The nonprofit giant believes Congress and President Bush will ban its decade-old down-payment assistance “gift” program within days as part of a larger housing bill, Nehemiah President and Chief Executive Officer Scott Syphax said Monday.

Syphax said he met Monday with the Nehemiah board and about 30 down-payment assistance employees in Sacramento to say it’s likely the “doors are closing” on the program.

But Syphax said it’s not the end of the nonprofit started a decade ago at Antioch Progressive Baptist Church in south Sacramento to help its lower-income members buy houses.

“Nehemiah is very solid in terms of everything else, and we have prepared for this day over the past two years,” he said.

The firm has steadily remade itself into an urban developer, with an eye on building nearly 3,000 residential units just north of downtown Sacramento. Recently, it received $19 million in state housing bond funds for its 65-acre development, called Township 9.

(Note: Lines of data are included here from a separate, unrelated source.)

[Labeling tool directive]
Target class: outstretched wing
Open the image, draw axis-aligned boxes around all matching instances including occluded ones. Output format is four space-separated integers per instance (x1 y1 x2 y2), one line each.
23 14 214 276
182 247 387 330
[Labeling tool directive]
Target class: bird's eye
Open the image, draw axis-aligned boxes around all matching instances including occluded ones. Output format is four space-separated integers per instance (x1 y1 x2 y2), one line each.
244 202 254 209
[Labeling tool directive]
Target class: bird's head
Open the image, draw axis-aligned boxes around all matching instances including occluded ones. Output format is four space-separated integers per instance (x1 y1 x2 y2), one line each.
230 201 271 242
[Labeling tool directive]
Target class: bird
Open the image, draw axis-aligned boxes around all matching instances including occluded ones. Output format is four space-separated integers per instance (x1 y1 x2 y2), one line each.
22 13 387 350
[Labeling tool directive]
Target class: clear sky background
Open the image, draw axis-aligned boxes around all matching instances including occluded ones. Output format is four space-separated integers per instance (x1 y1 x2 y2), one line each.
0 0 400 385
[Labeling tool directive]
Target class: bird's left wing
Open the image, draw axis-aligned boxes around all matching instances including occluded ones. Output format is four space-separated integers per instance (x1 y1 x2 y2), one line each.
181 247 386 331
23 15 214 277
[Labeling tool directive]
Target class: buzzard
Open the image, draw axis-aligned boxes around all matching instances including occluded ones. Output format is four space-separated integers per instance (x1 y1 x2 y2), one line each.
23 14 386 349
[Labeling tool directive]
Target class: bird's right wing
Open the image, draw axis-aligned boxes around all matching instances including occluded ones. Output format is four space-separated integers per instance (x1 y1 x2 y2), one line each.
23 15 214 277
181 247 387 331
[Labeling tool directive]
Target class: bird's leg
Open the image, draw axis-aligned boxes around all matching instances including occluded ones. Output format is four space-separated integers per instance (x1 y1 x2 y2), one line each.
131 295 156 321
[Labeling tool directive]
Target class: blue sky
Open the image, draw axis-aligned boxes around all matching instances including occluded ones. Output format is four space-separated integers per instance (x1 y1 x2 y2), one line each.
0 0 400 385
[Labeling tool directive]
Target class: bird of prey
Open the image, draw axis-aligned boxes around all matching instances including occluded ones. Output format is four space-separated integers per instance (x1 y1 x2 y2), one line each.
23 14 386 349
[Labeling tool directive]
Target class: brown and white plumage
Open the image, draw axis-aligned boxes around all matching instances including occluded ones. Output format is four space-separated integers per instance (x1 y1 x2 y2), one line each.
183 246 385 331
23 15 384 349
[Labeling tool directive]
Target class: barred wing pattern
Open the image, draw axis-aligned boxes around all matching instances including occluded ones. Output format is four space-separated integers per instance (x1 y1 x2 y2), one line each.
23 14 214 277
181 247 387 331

Syphax said the House of Representatives seems all but certain to follow the July 11 action by the Senate that included a ban on the program, in which Nehemiah gives a buyer the down payment to a home. Bush is expected to sign it if passed by the House this week, Syphax said.

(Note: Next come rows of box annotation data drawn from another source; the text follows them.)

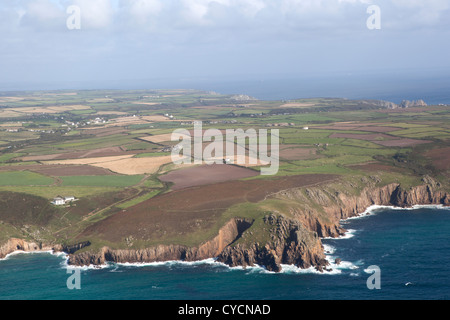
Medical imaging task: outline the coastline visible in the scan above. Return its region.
[0,204,450,275]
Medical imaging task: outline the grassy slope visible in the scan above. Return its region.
[0,90,449,250]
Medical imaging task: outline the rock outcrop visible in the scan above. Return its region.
[0,238,55,259]
[68,218,253,266]
[218,214,328,272]
[0,177,450,272]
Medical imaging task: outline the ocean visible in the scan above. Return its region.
[0,207,450,300]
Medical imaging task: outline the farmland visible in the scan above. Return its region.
[0,90,450,260]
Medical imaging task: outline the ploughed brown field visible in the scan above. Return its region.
[374,139,433,147]
[330,133,432,147]
[159,164,259,190]
[78,174,338,244]
[0,164,116,177]
[317,124,401,133]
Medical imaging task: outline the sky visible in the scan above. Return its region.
[0,0,450,98]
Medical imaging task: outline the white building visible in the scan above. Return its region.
[51,196,76,206]
[52,197,66,206]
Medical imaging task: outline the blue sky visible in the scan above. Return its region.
[0,0,450,94]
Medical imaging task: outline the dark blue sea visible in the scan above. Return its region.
[0,208,450,300]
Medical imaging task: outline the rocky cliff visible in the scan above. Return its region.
[0,177,450,272]
[68,219,253,266]
[0,238,56,259]
[218,183,450,272]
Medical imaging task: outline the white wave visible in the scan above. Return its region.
[0,250,59,261]
[114,258,226,268]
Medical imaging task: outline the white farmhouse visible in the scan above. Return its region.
[52,197,66,206]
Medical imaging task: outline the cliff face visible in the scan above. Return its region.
[0,238,56,259]
[0,179,450,272]
[218,214,327,272]
[68,219,253,266]
[214,184,450,272]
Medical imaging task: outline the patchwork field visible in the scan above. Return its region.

The program is part of a larger housing bill to strengthen government-backed mortgage giants Freddie Mac and Fannie Mae and modernize the mortgage lending of the Federal Housing Administration.

Here’s how the program works: A lender contacts Nehemiah or a similar group and asks for a down payment “gift” for a buyer who can afford monthly payments but not a down payment. Nehemiah sends a check to cover the down payment. The seller sends Nehemiah a check for the same amount plus a $499 fee.

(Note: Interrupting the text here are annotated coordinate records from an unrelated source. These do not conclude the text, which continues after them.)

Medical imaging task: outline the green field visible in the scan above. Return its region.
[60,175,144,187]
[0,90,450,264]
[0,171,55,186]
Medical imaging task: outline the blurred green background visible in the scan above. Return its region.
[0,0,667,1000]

If down-payment assistance is banned, it will decisively conclude a decade-old war between the federal government and supporters of the “gift” program, which included mayors, mortgage bankers and home builders. Twice, the U.S. Department of Housing and Urban Development has proposed banning the practice only to lose, recently in federal court.

The latest potential ban comes as down-payment gifts are being cited more frequently than ever as the ticket to homeownership. Federal Housing Administration loans require only a 3 percent down payment, and Nehemiah’s gift program, and its many imitators nationally, easily take care of that requirement.

“Without programs such as this, it will put the American dream of homeownership in jeopardy for a lot of first-time lower-income homebuyers,” said John Frith, spokesman for the California Building Industry Association, a home builder trade group that supports the program.

Others say ending the program will harm prospects for a recovery in the housing market.

“It takes a major player out of our market,” said Jon Kaempfer, senior loan consultant at Sacramento-based Vitek Mortgage. Syphax said Monday that Nehemiah and others who offer the program are helping 30,000 people into homes every month.

While Nehemiah says the program helps buyers with the most difficult part of the home-buying process – a hefty down payment – critics say it unfairly inflates the values of homes for those who can least afford it. Though Nehemiah says it discourages the practice, many sellers inflate the price of the house to compensate for the cost.

“Originally, they (gifts) went to builders, and builders would jack up their sales prices,” Kaempfer said. “That’s what really ticked the FHA off.”

Last month HUD officials said the FHA, with one-third of its loans obtained using down payment assistance, was strained by “substantial losses.” The agency has asserted that borrowers of Nehemiah-style loans have defaulted at a higher rate than others, endangering government loan guarantees.

Nehemiah says its studies show just the opposite.